White House senior adviser David Plouffe on television Sunday morning said it was a “desperate ploy” to have Romney travel to a state “he’s not going to win.”
But where Democrats see desperation, Republicans see opportunity.
Romney “relates better to those folks in the collar counties than any other recent GOP candidate,” said Billy Pitman, the Romney campaign communications director for Pennsylvania. “The day after they saw him unfiltered in that first debate, we had a couple hundred people volunteer across the state.”
The Republicans took note that about 85,000 Democrats who voted in the state’s primary didn’t cast a ballot for Obama, an undervote that they theorize shows a lack of confidence in the president’s leadership that they can build upon, particularly in the coal counties bordering Ohio, Pitman says.
Shapiro, who never voices anything but confidence, doesn’t buy it.
“I really don’t think this race has changed that much,” he said. Citing Romney’s attempt to court moderates and independents, he said: “He has extreme positions on choice and on gay marriage, and there is vast regional distaste for that here, including with moderate Republican women. I don’t see him catching fire in the suburbs, and if you don't catch fire here” in the four counties ringing Philadelphia, with their third of the total state vote, “you don’t win.”
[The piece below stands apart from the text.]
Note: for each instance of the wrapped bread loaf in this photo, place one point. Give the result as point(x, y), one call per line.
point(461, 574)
Obama won Montgomery County by 20 percentage points — and nearly 87,000 votes — in 2008. He won Pennsylvania by 10 points, and the votes that piled up just in Montgomery, Delaware and Philadelphia counties compensated for his losses elsewhere in the state.
At 39, Shapiro is the first Democrat in 140 years to chair the three-person board of commissioners that runs the state’s third most populous county.
That is why he brought candidates including Schwartz, Sen. Robert P. Casey Jr. and state candidates for attorney general and auditor general to the condo building’s basement and later led them into the shops of nearby Keswick Village.
On Saturday, he made two appearances with second lady Jill Biden to pump up voters and continued to campaign with Casey, who has seen slippage in his reelection lead over Republican Tom Smith, a coal-mining executive who is a tea party favorite. On Sunday, there were three more events, including a rally at the University of Pennsylvania that drew a crowd of 25,000.
At the Keswick Tavern on Friday, where Halloween lights were still strung and the sandbags still piled up outside, and where grateful Hurricane Sandy refugees had availed themselves of the 24 beer labels on tap through a hard week, the retail politicking paused for a toast.
Tasting glasses of ale were poured. The politicians lifted theirs into the air.
“To Election Day!” said Leslie Richards, vice chairman of the board of commissioners. “And to having power at all the polling places.”